Other hurdles to a robust development of clean energy technology include policy and supply chain bottlenecks, according to the agency.
“Bottlenecks can occur as a result of policy and regulatory risks, a lack of confidence in demonstration and first-of-a-kind projects, uncertainty about project pipelines, wider macroeconomic factors such as currency stability, and geopolitical events,” the IEA said in its report.
Investment in clean energy is continuously rising, but it needs to rise much more, especially this decade if the world has a chance to reach net-zero by 2050, the international agency noted.
Last year, clean energy investment hit $1.4 trillion, a 10% increase compared to 2021, and representing 70% of the growth in total energy sector investment.
Yet, fossil fuels still account for 80% of the primary energy mix in the world, the IEA said.
The energy transition depends on the supply chains in clean energy technology. As much as $1.2 trillion of cumulative investment would be required to bring enough capacity online for the supply chains to be on track with the NZE Scenario’s 2030 targets. Currently announced investments cover around 60% of this estimate.
Considering the lead times from decision to production, most investments will have to be made during 2023-2025, at an average of $270 billion per year, which is nearly seven times the average rate of investment over 2016-2021, the IEA said.
“Lead times to establish new supply chains and expand existing ones can be long, requiring policy interventions today. Opening mines or deploying clean energy infrastructure can take more than a decade. Building a factory or ramping up operations for mass-manufactured technologies requires only around 1-3 years.”
Apart from the need to scale up investments, and to do that now for projects to be up and running in 2030, the world needs to diversify its clean energy supply chains.
“The production of critical minerals is highly concentrated geographically, raising concerns about security of supplies,” the IEA says.

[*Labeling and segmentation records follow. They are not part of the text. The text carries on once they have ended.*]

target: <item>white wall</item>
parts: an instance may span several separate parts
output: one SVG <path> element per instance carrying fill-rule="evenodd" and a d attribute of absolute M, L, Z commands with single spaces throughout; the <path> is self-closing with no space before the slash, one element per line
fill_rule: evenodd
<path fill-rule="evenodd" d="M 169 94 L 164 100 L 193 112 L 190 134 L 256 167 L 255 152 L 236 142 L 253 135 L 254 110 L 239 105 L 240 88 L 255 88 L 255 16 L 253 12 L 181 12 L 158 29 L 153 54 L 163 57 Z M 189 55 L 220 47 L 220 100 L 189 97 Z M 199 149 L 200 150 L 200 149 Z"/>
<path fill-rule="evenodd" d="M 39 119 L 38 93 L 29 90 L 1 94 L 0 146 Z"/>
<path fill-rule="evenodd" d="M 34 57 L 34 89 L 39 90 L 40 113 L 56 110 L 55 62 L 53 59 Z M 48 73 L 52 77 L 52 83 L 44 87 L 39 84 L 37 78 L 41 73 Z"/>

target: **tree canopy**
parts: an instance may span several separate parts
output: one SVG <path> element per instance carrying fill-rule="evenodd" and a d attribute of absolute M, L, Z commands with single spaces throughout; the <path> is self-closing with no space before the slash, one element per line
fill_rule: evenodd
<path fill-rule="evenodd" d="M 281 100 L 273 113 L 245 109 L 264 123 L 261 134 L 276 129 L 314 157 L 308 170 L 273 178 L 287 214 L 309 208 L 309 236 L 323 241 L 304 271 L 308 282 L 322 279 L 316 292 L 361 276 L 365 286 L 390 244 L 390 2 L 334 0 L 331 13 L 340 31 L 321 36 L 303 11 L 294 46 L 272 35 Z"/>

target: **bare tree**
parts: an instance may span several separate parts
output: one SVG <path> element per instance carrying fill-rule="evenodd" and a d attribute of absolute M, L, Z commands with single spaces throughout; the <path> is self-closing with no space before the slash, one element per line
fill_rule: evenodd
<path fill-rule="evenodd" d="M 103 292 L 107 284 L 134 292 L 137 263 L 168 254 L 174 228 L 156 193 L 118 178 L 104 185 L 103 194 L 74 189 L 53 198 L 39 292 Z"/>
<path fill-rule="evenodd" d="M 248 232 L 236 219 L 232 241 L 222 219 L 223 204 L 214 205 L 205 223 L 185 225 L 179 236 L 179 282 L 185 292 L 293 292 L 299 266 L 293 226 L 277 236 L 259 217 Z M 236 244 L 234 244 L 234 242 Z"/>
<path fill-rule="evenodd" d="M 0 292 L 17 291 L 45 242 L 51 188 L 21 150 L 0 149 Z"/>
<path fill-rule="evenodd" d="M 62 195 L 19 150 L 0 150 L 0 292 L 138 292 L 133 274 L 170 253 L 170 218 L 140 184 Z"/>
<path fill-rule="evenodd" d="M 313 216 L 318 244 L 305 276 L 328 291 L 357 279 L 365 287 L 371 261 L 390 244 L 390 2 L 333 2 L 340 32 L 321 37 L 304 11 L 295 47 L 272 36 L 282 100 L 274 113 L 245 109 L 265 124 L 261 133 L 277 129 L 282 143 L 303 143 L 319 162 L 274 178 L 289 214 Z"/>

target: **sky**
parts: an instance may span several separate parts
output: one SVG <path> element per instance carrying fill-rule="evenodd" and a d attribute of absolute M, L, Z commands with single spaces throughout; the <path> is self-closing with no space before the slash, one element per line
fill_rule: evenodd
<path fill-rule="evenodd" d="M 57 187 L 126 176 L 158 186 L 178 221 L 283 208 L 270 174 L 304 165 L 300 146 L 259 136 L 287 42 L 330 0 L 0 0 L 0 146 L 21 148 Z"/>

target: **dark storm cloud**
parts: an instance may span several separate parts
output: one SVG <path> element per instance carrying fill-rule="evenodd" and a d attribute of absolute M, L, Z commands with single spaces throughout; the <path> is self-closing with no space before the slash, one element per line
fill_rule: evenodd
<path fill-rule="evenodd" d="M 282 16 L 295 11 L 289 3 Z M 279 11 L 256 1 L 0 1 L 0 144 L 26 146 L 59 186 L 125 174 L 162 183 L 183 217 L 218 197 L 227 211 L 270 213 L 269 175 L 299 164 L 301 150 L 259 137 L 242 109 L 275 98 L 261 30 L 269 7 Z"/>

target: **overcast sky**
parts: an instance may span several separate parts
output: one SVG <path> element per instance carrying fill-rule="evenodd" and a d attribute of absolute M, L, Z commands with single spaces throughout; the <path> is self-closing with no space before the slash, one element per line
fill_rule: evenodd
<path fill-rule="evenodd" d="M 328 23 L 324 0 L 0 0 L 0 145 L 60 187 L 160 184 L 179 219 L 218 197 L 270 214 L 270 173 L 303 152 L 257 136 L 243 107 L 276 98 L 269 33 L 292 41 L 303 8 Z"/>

For example, the Democratic Republic of Congo supplies 70% of today’s cobalt, China supplies 60% of rare earth elements (REEs), and Indonesia 40% of nickel. Australia accounts for 55% of lithium mining and Chile for 25%. China processes 90% of REEs and 60-70% of lithium and cobalt, and it also dominates bulk material supply, accounting for around half of global crude steel, cement and aluminum output, though most is used domestically.

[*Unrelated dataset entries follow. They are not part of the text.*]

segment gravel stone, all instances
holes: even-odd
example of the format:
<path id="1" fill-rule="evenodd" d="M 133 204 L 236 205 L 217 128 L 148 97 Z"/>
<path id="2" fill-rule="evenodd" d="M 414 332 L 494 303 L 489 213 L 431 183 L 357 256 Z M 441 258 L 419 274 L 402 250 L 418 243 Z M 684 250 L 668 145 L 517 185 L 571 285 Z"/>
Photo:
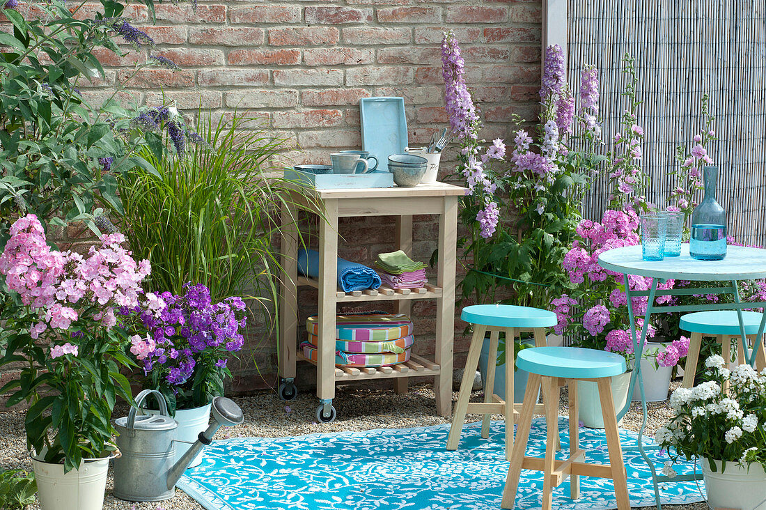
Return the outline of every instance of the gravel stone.
<path id="1" fill-rule="evenodd" d="M 673 387 L 677 387 L 674 383 Z M 566 390 L 561 391 L 560 413 L 566 416 Z M 473 394 L 473 400 L 481 398 L 481 392 Z M 219 430 L 217 439 L 228 437 L 284 437 L 316 433 L 368 430 L 381 428 L 408 428 L 447 423 L 448 420 L 436 415 L 434 394 L 430 384 L 413 384 L 407 395 L 395 395 L 391 390 L 372 390 L 363 385 L 338 387 L 333 405 L 338 419 L 333 423 L 318 424 L 314 413 L 318 405 L 316 396 L 307 392 L 300 393 L 292 402 L 285 403 L 277 396 L 276 391 L 254 396 L 234 398 L 244 412 L 242 425 Z M 457 393 L 453 393 L 453 403 Z M 641 423 L 640 403 L 634 403 L 626 415 L 623 426 L 637 430 Z M 0 434 L 3 447 L 0 450 L 0 469 L 19 468 L 31 471 L 31 462 L 26 449 L 24 435 L 23 410 L 0 410 Z M 115 410 L 117 418 L 127 413 L 126 407 Z M 653 435 L 658 427 L 672 416 L 664 403 L 649 405 L 649 424 L 647 435 Z M 501 416 L 493 417 L 502 420 Z M 466 422 L 478 421 L 478 415 L 469 415 Z M 39 506 L 31 507 L 39 510 Z M 106 483 L 106 510 L 203 510 L 196 502 L 176 489 L 172 499 L 159 503 L 132 503 L 112 496 L 112 475 Z M 653 507 L 647 507 L 646 510 Z M 707 510 L 704 502 L 686 505 L 663 505 L 666 510 Z M 319 509 L 317 509 L 319 510 Z"/>

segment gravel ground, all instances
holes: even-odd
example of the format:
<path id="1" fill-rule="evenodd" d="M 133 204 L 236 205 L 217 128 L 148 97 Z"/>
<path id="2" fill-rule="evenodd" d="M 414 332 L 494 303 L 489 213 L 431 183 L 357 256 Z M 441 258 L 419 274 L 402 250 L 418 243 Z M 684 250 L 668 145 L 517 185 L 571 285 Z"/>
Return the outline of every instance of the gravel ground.
<path id="1" fill-rule="evenodd" d="M 674 383 L 674 386 L 677 385 Z M 565 390 L 562 391 L 561 413 L 566 416 Z M 479 393 L 474 395 L 478 399 Z M 453 395 L 453 400 L 457 393 Z M 406 396 L 393 394 L 390 390 L 369 390 L 364 387 L 340 387 L 333 403 L 338 411 L 338 420 L 331 424 L 315 423 L 314 412 L 317 400 L 303 392 L 286 406 L 274 393 L 264 393 L 254 396 L 234 399 L 244 411 L 243 425 L 224 429 L 217 437 L 260 436 L 283 437 L 313 433 L 349 430 L 366 430 L 380 428 L 406 428 L 424 426 L 447 423 L 435 413 L 434 396 L 430 385 L 418 385 L 411 388 Z M 289 412 L 288 412 L 289 410 Z M 115 416 L 124 416 L 126 410 L 118 410 Z M 650 404 L 650 422 L 647 433 L 653 434 L 657 427 L 671 416 L 664 403 Z M 502 416 L 495 416 L 501 420 Z M 478 421 L 480 416 L 469 416 L 466 421 Z M 637 430 L 641 423 L 640 404 L 633 404 L 626 415 L 622 426 Z M 25 449 L 24 436 L 24 413 L 21 410 L 0 412 L 0 434 L 5 445 L 0 452 L 0 468 L 31 469 Z M 107 494 L 104 502 L 106 510 L 156 510 L 156 503 L 133 503 L 115 499 L 111 495 L 111 475 L 107 482 Z M 38 510 L 39 507 L 32 507 Z M 175 496 L 163 502 L 159 508 L 165 510 L 201 510 L 202 507 L 180 490 Z M 651 507 L 653 508 L 653 507 Z M 664 505 L 667 510 L 707 510 L 702 502 L 686 505 Z M 648 508 L 647 508 L 648 510 Z"/>

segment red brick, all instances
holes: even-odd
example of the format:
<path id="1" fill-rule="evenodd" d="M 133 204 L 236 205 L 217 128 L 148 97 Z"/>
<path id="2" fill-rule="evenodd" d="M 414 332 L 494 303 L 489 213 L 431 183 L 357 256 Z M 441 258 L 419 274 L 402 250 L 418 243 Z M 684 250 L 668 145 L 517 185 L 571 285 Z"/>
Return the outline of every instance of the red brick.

Diversification will also need enormous investment and the right supportive policies for establishing supply chains outside China.
“As we have seen with Europe’s reliance on Russian gas, when you depend too much on one company, one country or one trade route – you risk paying a heavy price if there is disruption,” IEA Executive Director Fatih Birol said in a statement.
“The era of clean technology manufacturing means every country needs to develop an industrial strategy that reflects its strengths & addresses areas where it’s less competitive,” Birol noted.
Many economies are competing to be leaders in the new energy economy, he added.
“It’s important, though, that this competition is fair – and that there is a healthy degree of international collaboration, since no country is an energy island and energy transitions will be more costly and slow if countries do not work together.